Im Januar dieses Jahres hatten die beiden Gemeinden sowie Förster Hinweise darauf erhalten, dass eine grössere Waldfläche am Oberlauf der Gürbe ins Rutschen geraten sei. Analysen zeigten nun auch, dass Gewässerverbauungen auf einer Länge von rund 800 Metern beschädigt wurden.

Der Schaden an diesen Verbauungen wird auf 9 bis 12 Millionen Franken geschätzt. Genauere Untersuchungen und Massnahmen sind erst nach der Schneeschmelze voraussichtlich Ende Mai möglich.

Die beiden Gemeinden und der Regierungsstatthalter schreiben, trotz der Schäden gewährleisteten die Verbauungen nach wie vor den Schutz der Siedlungsgebiete. Die Geländeveränderungen werden weiter beobachtet.

Die Gürbe entwässert das Gantrischgebiet. Im Oberlauf überwindet das Flüsschen auf 6,5 Kilometer Länge eine Höhendifferenz von fast 1000 Höhenmetern. Nach dem Unwetter vom 29. Juli 1990, bei dem Schäden von rund 40 Millionen entstanden, wurden die Gürbe und ihre Nebenbäche mit fast 100 Verbauungen stabilisiert.

Bilder zeigen schräg stehende Bäume

Die Gemeinde Wattenwil hat auf ihrer Internetseite Bilder und zusätzliche Informationen zur Rutschung aufgeschaltet. Auf den Bildern sind etwa schräg stehende, verschneite Bäume zu sehen. Und auf einem Informationsblatt eines Geologen steht, das fragliche Gebiet sei «ein altbekanntes Rutschgebiet»: Schon 1951, 1987 und 1999 sei es dort zu Geländebewegungen gekommen.

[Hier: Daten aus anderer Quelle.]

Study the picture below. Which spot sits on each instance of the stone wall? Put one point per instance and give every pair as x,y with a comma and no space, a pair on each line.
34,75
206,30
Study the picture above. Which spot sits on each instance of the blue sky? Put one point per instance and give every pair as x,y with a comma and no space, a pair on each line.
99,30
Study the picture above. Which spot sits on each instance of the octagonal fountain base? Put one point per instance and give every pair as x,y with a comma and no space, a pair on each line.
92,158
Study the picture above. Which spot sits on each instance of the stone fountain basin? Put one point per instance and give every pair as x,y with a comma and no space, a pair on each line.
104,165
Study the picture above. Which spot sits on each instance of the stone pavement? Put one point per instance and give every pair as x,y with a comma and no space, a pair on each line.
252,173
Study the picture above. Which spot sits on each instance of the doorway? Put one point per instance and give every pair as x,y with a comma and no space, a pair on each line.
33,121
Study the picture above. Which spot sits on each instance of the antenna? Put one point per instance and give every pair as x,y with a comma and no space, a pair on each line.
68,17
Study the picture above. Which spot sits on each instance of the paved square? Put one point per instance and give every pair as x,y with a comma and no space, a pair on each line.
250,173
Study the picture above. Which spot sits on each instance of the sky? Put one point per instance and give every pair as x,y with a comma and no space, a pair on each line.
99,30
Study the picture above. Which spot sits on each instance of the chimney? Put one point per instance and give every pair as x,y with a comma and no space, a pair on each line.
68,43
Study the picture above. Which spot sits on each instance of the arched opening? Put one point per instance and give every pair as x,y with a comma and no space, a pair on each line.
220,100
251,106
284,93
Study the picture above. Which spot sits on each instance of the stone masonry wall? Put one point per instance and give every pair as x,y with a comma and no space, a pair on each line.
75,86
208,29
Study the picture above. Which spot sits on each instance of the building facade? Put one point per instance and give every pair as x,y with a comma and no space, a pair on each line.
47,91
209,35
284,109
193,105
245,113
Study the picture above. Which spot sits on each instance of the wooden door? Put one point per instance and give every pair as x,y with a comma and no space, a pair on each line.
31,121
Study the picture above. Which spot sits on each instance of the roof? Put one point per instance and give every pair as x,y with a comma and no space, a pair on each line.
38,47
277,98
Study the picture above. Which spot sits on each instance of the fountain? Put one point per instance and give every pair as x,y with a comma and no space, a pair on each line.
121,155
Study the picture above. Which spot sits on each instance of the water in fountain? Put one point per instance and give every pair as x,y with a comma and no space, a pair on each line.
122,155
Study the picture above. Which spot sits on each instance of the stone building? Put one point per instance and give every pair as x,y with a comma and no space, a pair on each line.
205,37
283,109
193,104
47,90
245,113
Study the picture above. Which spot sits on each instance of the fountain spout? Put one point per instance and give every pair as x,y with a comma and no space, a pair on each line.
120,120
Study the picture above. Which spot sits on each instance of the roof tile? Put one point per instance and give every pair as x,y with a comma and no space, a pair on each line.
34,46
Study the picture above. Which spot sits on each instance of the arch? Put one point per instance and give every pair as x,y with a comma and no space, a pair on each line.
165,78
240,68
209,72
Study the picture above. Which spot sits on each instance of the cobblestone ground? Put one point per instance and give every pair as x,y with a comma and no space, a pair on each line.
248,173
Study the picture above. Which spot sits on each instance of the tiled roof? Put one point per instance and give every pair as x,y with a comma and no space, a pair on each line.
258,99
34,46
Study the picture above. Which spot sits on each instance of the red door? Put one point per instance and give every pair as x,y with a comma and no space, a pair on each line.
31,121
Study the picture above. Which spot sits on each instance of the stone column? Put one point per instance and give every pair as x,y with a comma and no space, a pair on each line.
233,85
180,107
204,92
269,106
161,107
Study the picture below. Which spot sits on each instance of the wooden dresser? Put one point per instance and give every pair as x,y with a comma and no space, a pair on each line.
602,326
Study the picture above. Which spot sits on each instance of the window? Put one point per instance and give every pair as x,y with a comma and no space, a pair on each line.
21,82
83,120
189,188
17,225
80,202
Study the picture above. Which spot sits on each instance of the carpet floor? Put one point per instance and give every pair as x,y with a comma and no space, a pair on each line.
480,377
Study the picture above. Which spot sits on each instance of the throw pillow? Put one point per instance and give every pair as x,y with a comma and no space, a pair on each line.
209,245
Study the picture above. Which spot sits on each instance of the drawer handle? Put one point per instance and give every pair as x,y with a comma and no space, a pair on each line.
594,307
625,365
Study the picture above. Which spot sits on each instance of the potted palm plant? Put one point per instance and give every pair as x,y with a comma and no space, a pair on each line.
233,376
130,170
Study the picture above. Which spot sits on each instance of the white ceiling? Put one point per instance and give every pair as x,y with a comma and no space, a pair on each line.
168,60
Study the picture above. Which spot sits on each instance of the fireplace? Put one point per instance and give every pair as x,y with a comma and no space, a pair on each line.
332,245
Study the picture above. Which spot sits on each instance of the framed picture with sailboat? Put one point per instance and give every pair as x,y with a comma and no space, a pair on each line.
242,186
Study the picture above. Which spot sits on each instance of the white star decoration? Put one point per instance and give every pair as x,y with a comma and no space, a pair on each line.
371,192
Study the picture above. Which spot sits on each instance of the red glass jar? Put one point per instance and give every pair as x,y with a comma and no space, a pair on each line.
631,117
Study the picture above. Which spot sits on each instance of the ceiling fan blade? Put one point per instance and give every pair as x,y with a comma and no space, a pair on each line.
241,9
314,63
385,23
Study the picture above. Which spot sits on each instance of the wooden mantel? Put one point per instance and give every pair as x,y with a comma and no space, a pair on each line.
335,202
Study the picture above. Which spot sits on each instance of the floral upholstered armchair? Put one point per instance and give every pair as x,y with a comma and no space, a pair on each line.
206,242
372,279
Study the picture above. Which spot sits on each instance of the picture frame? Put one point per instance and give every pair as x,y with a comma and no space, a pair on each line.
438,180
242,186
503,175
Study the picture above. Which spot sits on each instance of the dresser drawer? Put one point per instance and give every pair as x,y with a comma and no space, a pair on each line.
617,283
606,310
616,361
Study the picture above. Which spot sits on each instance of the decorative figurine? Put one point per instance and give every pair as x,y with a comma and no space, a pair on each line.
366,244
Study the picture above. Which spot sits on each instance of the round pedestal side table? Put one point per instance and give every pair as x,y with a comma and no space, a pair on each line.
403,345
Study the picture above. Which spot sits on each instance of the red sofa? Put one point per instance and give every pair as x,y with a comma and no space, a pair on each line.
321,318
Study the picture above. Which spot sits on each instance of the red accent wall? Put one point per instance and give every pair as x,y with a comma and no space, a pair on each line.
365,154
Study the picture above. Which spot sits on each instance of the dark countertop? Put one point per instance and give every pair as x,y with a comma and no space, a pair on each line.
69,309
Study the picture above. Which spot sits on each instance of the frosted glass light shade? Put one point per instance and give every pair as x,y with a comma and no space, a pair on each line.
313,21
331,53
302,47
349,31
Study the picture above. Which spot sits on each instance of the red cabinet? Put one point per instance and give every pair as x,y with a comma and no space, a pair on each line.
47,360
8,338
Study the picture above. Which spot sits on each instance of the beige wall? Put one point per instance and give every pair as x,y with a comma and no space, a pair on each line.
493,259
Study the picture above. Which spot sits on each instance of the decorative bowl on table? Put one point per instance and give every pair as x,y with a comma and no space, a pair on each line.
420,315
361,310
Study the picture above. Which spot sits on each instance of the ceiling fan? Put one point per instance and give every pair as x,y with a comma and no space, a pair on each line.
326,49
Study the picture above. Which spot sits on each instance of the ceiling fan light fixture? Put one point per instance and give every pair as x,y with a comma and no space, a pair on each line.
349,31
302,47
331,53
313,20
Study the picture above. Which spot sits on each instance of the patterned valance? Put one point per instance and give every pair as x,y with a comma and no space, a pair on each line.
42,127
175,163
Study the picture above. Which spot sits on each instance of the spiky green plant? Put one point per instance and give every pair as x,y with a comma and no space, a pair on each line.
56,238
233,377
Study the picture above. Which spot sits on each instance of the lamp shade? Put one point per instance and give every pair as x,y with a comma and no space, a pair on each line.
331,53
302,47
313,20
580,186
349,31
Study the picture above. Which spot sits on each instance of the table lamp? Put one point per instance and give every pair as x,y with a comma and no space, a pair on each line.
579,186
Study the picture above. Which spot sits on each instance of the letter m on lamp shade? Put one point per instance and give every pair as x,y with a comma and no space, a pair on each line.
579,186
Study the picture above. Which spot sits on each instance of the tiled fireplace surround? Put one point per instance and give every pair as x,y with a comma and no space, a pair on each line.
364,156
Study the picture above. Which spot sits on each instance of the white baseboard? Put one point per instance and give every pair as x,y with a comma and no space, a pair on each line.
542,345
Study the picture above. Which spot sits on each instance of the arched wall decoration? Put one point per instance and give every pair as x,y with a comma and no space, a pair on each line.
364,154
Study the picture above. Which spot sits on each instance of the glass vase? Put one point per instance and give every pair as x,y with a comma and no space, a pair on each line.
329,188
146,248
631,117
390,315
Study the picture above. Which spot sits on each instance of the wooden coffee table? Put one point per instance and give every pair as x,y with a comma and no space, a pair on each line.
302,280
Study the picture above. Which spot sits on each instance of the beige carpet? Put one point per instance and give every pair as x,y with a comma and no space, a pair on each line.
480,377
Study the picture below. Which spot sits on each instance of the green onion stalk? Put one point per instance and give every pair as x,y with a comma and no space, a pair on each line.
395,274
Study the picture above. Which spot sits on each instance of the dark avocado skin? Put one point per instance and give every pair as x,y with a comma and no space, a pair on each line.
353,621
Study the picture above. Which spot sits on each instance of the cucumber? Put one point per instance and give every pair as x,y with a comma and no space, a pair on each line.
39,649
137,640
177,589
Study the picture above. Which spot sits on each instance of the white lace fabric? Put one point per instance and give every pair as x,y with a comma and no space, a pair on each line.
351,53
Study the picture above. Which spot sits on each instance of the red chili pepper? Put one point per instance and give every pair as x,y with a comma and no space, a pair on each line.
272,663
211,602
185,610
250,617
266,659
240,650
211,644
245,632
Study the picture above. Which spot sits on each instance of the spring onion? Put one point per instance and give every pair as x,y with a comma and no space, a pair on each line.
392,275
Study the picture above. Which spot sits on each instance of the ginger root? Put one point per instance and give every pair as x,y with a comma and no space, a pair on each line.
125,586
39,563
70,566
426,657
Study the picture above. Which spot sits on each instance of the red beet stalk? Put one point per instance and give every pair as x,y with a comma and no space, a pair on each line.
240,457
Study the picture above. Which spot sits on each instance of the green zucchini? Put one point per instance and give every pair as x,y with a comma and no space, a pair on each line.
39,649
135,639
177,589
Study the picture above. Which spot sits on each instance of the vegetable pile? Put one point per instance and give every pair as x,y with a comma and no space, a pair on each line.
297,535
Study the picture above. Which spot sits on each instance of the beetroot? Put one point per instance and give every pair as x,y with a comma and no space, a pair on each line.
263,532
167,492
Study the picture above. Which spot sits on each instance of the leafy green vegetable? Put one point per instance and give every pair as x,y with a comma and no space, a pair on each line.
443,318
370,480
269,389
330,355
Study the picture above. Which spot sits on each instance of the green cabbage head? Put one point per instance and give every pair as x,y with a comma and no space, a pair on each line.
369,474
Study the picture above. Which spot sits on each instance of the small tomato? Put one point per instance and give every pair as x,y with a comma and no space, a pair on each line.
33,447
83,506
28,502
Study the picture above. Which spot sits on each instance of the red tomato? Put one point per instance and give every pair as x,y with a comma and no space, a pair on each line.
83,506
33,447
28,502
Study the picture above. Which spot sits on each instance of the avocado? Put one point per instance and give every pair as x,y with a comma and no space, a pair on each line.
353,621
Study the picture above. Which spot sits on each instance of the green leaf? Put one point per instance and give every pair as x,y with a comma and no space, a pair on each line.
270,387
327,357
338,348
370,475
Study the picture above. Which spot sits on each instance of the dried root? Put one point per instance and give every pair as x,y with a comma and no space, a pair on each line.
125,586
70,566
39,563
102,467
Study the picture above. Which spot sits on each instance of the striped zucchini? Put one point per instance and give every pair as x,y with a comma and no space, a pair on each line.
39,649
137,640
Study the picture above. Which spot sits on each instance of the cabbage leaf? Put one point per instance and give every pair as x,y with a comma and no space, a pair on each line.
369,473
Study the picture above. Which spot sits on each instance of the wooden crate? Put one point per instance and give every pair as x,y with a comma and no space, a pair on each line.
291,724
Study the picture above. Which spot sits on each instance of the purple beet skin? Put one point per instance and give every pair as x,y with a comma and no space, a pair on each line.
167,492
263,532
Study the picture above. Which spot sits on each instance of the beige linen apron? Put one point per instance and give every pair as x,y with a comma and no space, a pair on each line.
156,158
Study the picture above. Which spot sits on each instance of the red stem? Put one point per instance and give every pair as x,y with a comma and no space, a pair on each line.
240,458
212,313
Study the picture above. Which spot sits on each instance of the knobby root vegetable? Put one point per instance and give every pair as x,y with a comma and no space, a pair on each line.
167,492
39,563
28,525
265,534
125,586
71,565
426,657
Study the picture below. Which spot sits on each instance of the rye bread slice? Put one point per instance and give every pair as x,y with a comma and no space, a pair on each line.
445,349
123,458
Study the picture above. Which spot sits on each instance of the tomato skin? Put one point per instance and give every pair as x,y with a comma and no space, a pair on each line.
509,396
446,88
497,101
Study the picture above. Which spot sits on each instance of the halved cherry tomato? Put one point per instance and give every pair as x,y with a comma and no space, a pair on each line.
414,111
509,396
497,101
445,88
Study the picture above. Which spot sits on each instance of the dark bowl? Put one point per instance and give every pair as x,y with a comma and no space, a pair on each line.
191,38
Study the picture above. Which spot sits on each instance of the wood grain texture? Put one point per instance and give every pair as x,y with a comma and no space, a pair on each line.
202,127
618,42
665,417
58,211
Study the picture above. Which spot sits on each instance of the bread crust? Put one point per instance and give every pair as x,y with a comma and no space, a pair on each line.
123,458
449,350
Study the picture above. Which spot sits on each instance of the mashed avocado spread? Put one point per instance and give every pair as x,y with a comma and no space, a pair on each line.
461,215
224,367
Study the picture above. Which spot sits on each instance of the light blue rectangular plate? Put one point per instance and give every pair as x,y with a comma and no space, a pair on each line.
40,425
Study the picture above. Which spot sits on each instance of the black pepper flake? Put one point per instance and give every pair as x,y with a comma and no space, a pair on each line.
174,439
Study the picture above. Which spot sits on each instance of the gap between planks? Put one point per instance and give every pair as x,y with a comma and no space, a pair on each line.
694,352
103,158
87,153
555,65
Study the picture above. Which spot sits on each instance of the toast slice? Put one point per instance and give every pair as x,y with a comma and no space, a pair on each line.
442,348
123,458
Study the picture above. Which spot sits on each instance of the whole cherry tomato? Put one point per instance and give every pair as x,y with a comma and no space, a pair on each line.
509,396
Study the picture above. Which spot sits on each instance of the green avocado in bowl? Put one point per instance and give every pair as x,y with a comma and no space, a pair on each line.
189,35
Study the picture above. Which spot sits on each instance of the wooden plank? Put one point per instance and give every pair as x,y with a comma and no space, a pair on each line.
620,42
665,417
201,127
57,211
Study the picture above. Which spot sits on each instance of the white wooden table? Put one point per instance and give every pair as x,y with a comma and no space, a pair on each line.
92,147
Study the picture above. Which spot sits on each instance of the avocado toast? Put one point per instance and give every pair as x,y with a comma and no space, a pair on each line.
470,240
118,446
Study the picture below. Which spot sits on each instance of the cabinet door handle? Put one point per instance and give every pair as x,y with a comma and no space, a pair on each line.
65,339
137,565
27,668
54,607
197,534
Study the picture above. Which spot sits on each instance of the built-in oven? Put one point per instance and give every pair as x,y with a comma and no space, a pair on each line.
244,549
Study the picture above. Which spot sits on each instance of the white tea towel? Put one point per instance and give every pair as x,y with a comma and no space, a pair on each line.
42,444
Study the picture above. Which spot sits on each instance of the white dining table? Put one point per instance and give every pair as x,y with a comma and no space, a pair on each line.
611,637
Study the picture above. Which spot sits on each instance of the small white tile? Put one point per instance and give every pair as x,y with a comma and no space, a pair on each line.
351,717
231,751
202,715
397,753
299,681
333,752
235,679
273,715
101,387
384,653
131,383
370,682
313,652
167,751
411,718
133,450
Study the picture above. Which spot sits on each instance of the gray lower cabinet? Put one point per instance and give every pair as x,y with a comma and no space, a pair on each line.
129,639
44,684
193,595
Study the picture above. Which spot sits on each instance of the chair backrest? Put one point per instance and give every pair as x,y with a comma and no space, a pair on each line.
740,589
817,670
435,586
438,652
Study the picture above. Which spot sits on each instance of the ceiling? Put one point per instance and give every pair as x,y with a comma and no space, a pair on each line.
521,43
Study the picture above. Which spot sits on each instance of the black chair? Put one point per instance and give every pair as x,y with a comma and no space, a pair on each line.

«Allerdings lag die Rutschfront bisher immer in gebührlichem Abstand zum Gürbegerinne». Nach jeder früheren Rutschung seien jeweils bauliche Massnahmen ergriffen worden, worauf sich die Rutschungen beruhigten.

Die neue Rutschung sei im Vergleich zu früheren breiter, tangiere nun auch das Bett der Bürge und verlaufe vielerorts viel tiefer im Boden als früher. «Unter der Annahme einer mittleren Rutschmächtigkeit von durchschnittlich 8 Metern bedeutet dies, dass die gesamte sich in Bewegung befindende Rutschmasse rund 5 Millionen Kubikmeter beträgt.»